Khan, M., Andreoni, A. and Roy, P. (2019) ‘Anti-corruption in Adverse Contexts: Strategies for Improving Implementation’. Working Paper 13. London: ACE/SOAS Consortium.

Developing countries are characterized by political settlements where formal rules are generally weakly enforced and widely violated. Conventional anti-corruption strategies that focus on improving the general enforcement of a rule of law and raising the costs of corruption facing individual public officials have typically delivered poor results in these contexts. This working papers suggests an alternative approach: to identify anti-corruption strategies that have a high impact and that are feasible to implement in these contexts.
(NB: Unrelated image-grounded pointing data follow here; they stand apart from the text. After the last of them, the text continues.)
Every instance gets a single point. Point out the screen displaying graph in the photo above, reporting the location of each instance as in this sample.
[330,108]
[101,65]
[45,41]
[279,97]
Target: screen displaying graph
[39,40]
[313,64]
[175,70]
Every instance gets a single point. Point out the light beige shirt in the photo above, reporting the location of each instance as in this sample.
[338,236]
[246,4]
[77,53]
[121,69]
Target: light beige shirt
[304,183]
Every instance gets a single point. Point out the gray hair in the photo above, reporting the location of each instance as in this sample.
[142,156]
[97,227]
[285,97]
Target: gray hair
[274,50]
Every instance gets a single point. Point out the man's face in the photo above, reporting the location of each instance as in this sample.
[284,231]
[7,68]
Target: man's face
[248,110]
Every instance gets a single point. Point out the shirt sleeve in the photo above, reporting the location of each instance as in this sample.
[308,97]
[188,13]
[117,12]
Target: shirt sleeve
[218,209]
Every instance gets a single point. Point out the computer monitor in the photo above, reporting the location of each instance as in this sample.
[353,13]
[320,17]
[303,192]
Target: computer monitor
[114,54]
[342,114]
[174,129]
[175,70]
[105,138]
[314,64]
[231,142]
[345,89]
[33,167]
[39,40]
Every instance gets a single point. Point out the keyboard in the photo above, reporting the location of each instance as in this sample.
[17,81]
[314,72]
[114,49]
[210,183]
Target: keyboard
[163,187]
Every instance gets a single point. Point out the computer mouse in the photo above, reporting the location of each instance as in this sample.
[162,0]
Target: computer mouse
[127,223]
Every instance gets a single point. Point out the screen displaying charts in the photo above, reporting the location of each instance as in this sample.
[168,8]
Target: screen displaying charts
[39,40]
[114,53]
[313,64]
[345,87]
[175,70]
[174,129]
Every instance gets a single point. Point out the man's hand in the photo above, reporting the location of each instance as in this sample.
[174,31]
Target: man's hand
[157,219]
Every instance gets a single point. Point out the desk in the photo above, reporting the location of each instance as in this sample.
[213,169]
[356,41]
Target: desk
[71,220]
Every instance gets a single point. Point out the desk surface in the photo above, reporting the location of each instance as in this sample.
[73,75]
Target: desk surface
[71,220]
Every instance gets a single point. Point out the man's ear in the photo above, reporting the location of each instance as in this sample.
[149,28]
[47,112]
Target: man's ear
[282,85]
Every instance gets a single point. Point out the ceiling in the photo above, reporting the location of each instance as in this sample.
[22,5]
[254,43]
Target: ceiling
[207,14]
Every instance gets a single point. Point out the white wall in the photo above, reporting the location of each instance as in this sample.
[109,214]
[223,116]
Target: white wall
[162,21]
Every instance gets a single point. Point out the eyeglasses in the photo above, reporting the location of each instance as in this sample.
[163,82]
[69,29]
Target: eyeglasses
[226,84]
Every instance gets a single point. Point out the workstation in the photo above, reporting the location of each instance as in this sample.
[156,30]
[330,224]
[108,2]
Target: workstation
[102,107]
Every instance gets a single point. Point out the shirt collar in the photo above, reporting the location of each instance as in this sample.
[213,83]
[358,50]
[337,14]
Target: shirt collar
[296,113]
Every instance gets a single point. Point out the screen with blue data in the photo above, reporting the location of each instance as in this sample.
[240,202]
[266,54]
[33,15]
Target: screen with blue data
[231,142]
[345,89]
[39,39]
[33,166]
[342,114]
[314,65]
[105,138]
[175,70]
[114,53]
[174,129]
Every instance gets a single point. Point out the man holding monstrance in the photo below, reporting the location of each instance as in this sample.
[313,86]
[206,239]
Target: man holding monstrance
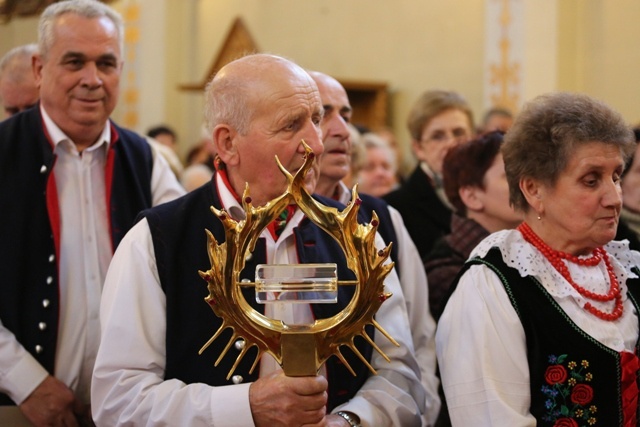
[153,315]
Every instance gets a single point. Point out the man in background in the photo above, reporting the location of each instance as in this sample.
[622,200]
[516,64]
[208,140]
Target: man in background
[71,183]
[334,166]
[18,90]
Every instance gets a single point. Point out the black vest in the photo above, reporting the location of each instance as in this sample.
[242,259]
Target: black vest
[571,374]
[385,228]
[180,242]
[30,224]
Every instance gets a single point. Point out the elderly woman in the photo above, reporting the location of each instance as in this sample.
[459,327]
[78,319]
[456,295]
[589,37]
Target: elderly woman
[475,184]
[438,121]
[542,328]
[377,176]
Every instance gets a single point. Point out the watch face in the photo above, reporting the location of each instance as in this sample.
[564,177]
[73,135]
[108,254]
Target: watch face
[350,417]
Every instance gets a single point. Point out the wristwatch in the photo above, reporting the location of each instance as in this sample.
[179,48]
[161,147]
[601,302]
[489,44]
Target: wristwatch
[350,417]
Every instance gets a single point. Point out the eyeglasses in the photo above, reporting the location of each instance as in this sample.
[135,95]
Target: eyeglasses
[458,134]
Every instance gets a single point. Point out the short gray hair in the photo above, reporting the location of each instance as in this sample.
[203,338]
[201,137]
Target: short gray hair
[85,8]
[549,129]
[16,63]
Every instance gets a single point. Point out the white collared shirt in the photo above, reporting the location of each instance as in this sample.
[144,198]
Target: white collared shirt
[85,254]
[130,388]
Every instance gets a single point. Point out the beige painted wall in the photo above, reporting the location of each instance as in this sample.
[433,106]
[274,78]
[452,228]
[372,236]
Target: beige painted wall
[413,45]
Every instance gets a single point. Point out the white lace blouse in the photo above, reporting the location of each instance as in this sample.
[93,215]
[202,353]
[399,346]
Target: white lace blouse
[480,341]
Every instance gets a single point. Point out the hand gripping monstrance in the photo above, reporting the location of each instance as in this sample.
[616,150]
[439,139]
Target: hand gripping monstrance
[299,349]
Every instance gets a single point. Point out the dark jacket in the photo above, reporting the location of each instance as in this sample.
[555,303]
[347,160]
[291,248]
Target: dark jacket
[30,224]
[424,214]
[177,229]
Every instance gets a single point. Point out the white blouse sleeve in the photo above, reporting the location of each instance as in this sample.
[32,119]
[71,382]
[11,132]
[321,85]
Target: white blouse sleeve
[482,355]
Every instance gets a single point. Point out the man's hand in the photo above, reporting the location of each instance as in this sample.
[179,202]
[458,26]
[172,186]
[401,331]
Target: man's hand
[277,400]
[51,404]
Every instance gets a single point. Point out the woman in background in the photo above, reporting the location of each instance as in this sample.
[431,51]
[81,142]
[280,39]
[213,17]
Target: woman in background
[476,185]
[546,315]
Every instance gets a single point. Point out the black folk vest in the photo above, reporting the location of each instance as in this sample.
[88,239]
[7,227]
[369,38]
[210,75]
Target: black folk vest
[180,242]
[30,224]
[573,377]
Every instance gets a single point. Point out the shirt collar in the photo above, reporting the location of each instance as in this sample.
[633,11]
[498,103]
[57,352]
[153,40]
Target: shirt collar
[57,135]
[229,202]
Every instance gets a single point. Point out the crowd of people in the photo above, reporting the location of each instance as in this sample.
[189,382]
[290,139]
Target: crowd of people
[512,297]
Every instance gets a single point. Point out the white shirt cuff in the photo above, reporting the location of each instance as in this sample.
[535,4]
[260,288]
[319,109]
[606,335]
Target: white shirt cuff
[230,406]
[23,378]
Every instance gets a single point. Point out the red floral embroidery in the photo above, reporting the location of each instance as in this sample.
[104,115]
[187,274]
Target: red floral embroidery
[568,395]
[565,422]
[582,394]
[555,374]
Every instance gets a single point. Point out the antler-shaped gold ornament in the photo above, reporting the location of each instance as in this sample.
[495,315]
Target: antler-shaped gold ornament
[299,349]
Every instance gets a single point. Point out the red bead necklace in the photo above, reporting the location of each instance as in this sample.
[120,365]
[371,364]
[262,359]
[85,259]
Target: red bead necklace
[599,254]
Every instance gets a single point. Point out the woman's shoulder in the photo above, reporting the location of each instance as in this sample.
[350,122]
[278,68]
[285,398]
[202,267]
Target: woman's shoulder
[621,252]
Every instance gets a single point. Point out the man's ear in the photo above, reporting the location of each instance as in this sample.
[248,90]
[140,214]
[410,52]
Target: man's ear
[224,137]
[533,192]
[36,65]
[469,196]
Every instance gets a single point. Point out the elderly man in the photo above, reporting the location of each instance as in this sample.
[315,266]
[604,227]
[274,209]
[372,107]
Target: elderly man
[258,107]
[72,183]
[334,166]
[18,89]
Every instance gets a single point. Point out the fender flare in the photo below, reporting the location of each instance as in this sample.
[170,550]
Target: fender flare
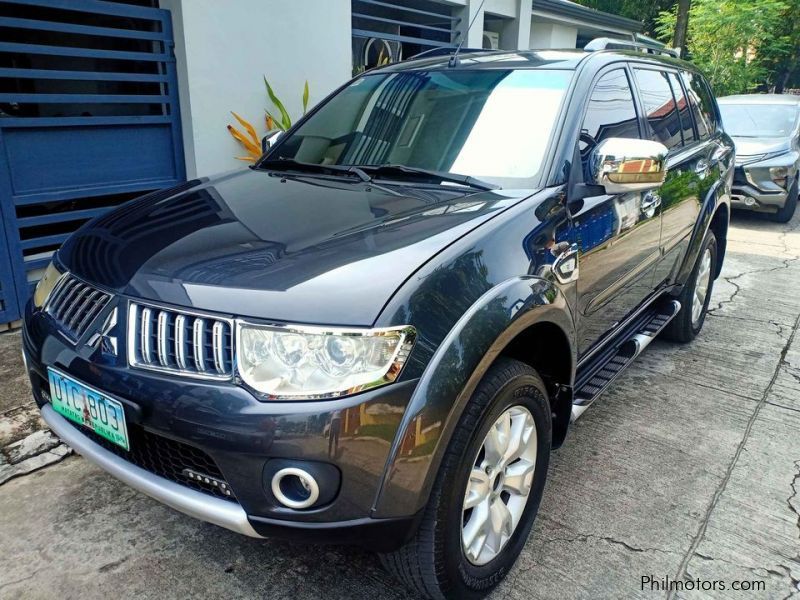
[452,375]
[715,198]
The paper identifies anti-corruption strategies from the bottom up, which involves identifying the characteristics of the corruption constraining particular development outcomes. By drawing on theories of rents and rent seeking, and theories of political settlements, we can assess the developmental impact of particular anti- corruption strategies and the feasibility of implementing these strategies.
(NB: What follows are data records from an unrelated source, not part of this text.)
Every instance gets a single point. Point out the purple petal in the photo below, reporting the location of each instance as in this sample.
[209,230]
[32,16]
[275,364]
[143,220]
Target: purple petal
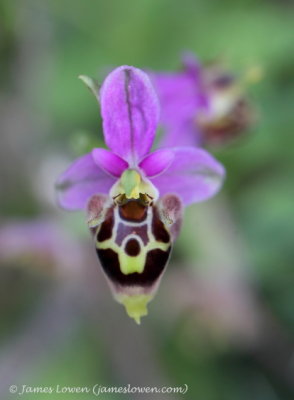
[80,181]
[177,95]
[185,133]
[194,175]
[157,162]
[109,162]
[181,97]
[130,112]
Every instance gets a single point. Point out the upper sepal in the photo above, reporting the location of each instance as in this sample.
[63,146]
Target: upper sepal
[130,112]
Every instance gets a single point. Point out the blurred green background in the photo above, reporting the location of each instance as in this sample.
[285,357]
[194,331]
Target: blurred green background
[223,319]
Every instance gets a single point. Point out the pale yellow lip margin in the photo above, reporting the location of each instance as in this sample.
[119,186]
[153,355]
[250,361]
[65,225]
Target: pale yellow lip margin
[135,305]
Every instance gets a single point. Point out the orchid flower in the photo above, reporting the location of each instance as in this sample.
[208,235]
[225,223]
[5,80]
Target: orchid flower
[201,105]
[134,197]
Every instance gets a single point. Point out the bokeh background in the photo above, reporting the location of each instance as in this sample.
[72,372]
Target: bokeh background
[223,319]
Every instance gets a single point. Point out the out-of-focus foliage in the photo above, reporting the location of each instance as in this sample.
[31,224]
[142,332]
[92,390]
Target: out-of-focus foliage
[46,116]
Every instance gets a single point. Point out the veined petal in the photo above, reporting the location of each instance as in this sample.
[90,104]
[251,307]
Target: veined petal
[194,175]
[80,181]
[157,162]
[130,112]
[109,162]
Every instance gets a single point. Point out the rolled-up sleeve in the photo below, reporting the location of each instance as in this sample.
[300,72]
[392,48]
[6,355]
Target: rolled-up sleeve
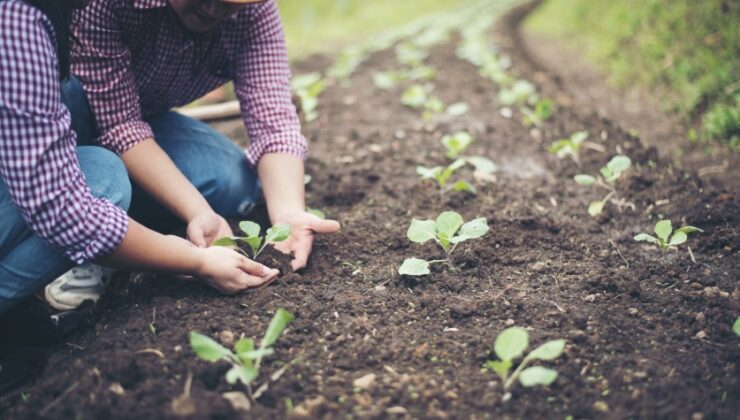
[262,85]
[38,159]
[102,63]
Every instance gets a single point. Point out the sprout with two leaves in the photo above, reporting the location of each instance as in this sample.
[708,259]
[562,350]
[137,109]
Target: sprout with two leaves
[257,243]
[245,359]
[667,238]
[510,345]
[610,173]
[448,231]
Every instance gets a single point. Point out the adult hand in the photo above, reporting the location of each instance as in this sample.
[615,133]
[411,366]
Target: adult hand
[303,226]
[206,227]
[230,272]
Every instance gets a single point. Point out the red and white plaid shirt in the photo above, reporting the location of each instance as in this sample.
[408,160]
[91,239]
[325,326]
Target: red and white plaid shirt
[38,159]
[136,59]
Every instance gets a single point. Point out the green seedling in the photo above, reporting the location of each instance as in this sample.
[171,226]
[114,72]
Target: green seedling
[448,231]
[308,87]
[667,238]
[510,345]
[569,147]
[456,143]
[442,175]
[257,243]
[607,179]
[245,359]
[542,112]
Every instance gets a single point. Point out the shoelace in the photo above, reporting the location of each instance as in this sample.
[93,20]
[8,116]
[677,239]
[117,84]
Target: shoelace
[84,276]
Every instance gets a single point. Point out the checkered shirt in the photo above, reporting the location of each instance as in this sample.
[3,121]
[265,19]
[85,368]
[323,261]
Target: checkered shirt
[136,59]
[38,159]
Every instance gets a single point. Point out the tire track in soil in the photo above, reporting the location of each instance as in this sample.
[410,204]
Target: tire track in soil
[545,265]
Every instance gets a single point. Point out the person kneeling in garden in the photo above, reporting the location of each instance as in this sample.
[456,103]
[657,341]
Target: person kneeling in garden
[137,59]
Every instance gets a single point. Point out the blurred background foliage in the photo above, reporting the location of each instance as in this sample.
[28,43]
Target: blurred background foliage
[687,50]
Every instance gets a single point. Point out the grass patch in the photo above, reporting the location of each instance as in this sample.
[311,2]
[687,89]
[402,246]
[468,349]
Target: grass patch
[686,50]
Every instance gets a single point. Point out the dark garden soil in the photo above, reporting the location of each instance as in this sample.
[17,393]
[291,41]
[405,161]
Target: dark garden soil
[648,335]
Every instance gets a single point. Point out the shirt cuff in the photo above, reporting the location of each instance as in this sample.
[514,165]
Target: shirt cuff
[286,143]
[110,226]
[124,136]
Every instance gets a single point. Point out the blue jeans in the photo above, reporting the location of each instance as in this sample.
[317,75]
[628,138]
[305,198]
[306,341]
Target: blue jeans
[212,163]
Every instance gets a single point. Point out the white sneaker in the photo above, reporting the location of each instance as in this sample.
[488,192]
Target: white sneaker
[71,289]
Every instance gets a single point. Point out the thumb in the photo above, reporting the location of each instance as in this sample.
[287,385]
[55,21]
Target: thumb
[196,236]
[325,226]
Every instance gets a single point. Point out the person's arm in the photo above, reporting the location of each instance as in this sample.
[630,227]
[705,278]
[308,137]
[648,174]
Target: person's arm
[39,166]
[102,62]
[277,148]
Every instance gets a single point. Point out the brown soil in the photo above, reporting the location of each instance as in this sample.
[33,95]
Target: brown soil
[648,335]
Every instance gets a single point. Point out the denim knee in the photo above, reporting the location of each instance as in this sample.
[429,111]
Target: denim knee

In societies that have widespread rule violations, high-impact anti-corruption is only likely to be feasible if the overall strategy succeeds in aligning the interests and capabilities of powerful organizations at the sectoral level to support the enforcement of particular sets of rules. The paper examines four related strategies for changing these incentives and capabilities of critical stakeholders at the local or sectoral level and argues that this can provide a framework for organizing research on the impact and feasibility of anti-corruption activities in different priority areas in particular countries.